Por uma arte sem adjectivos*

* Hoje no Jornal do Centro, nas bancas e aqui

1. Amainada a turbulência que se seguiu ao 25 de Abril de 1974, muita da energia que tinha investido na “revolução” transferiu-se da política para a militância sociocultural (era assim que então se dizia), contribuindo para o predomínio das esquerdas na cultura portuguesa.

Isto é, pedindo ajuda a Walter Benjamim: depois do horrível xarope da “estetização da política que o fascismo pratica[va]”, passámos a engolir o xarope pouco melhor da “politização das artes”. 

Grosso modo, para aquela malta, o político precede e determina sempre o estético. Quase tudo era mais “socio” do que “cultural”, quase tudo era chato, quase tudo era um atraso de vida. 

E, claro, apareceu quem reagisse àquela estopada. Por exemplo, eu e os meus colegas de então na direcção do Cine Clube de Viseu, insatisfeitos com aquele panorama, tratámos de procurar e achar cinema que fosse “rebelde sem causa”, escolhemos filmes sem adjectivos nem politiquices. E eles estavam a chegar-nos de todos os lados: abençoados Almodóvar, Fassbinder, Cassavetes, Hitchcock, Pasolini, César Monteiro, ...


2. Ora, nestes dias que vivemos de polarização identitária e de guerras culturais, o “militante” de camisa de xadrez de há quarenta anos deu lugar ao “activista” tatuado de hoje que põe sempre um adjectivo qualquer à frente do seu produto artístico. Agora é sempre qualquer coisa “queer”, ou “feminista”, ou “verde”, ou o diabo a quatro. Um bocejo grávido de “virtude” e de “causas” e de “lutas”.

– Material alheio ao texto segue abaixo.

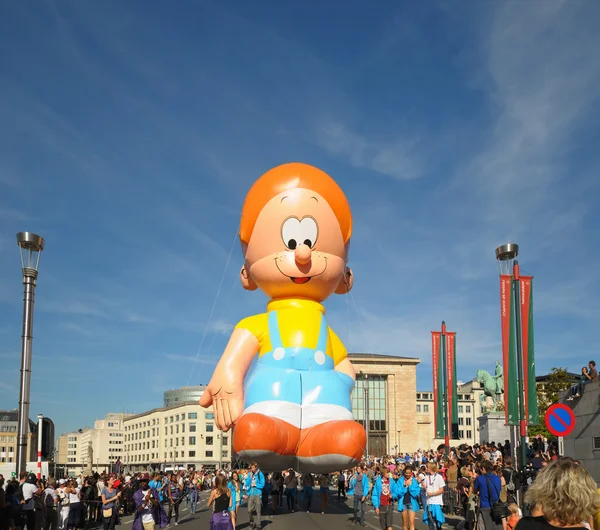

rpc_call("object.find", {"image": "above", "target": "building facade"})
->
[348,353,420,456]
[0,410,54,467]
[57,412,131,475]
[163,386,206,407]
[417,381,488,449]
[123,399,232,471]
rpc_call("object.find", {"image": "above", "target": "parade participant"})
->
[348,465,370,526]
[319,474,331,513]
[423,462,446,530]
[208,475,234,530]
[246,462,265,530]
[132,473,169,530]
[101,477,121,530]
[397,466,421,530]
[227,471,242,528]
[200,163,366,472]
[371,469,398,530]
[166,474,183,525]
[301,473,315,513]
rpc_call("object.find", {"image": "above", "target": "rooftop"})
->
[348,353,421,364]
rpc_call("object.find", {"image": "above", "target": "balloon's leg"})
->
[296,420,367,473]
[233,413,300,471]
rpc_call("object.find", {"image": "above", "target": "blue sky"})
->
[0,0,600,438]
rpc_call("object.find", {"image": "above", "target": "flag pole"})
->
[513,260,527,504]
[440,320,450,455]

E o nosso jornalismo cultural parece conformado com este estado de coisas. Fazia-lhe bem abrir a página 10 da última edição do “Argumento”, a revista de cinema do CCV, e ler o manifesto de Luís Nogueira:

“A arte não tem de resolver os problemas da sociedade, deve enfrentar os seus próprios problemas;

— não tem de suprir carências e injustiças, deve superar as suas próprias limitações e fracassos;

— não tem de se medir pelo bem nem pelo bom, mas pelo belo e o sublime (e o grotesco e o feio);

— não tem de melhorar a vida, deve transmutá-la e celebrá-la (e, no limite, ignorá-la)”.

E este manifesto tem mais quinze parágrafos tão iluminantes e merecedores de atenção quanto estes quatro.